We at Oaklandish are proud to present the 2012 Innovators Awards winners. These grants are our way of giving back to the city that gives so much to the world — and of recognizing the unsung local heroes who walk among us. And these partnerships are about more than writing a check — we also work with these groups on events, collaborative designs, awareness campaigns, and more.
We also offer an authentic thanks to all of you who support Oaklandish, and know that our community has something for everybody only because, and only when, it is created by everybody.
In 2000, Marilyn Harris’s son Khadafy was shot and killed while riding his bike West Oakland. The crime remains unsolved, but Harris’s experience inspired her to provide support to other grieving families. In the aftermath of a homicide, people can turn to the Khadafy Foundation for help with everything from funeral expenses to grief counseling, food, and child care. Since 2003, the program has served over 800 local families. In addition, they work tirelessly to stop the cycle of violence by preventing crimes and retaliation.
Town Park was created in 2007 by local artist and arts educator Keith “K-Dub” Williams with the help of the local skateboard community at historic De Fremery Park in West Oakland. The goal was to create a facility that would allow youth to stay in their own community instead of traveling to neighboring city skateparks. The site has become a destination park for many local youth and adults of all ages, skill levels, and backgrounds, and has become a hub where everyone can come together to learn and showcase their skills. The grant will go fund program that help local youth to build, paint and skate a permanent, all-weather skate park.

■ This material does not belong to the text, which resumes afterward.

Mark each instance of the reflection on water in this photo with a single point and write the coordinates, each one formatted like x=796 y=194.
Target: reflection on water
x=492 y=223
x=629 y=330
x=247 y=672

Caught in the Crossfire is a hospital-based intervention program that hires young adults who have overcome violence in their own lives to work with youth who are recovering from violent injuries. These highly-trained Intervention Specialists offer long-term case management, links to community services, home visits, and follow-up assistance to violently injured youth. The purpose is to promote positive alternatives to violence and to reduce retaliation, re-injury, and arrest. This program was the first of its kind in the nation, and led to the founding of the National Network of Hospital-based Violence Intervention Programs.
25th Street Collective, a sustainable business incubator, is bringing local industry back to Oakland. Their Innovators grant will fund a pilot program that brings high-tech garment manufacturing to our city. The program will focus on producing custom-made, sustainably-sourced garments, while educating local youth about sustainable business practices. The first pieces from the collection will be a t-shirt and a yoga pant. The goal of the program is to create quality inner-city work opportunities, while introducing Oaklanders to local, made-to-order clothing.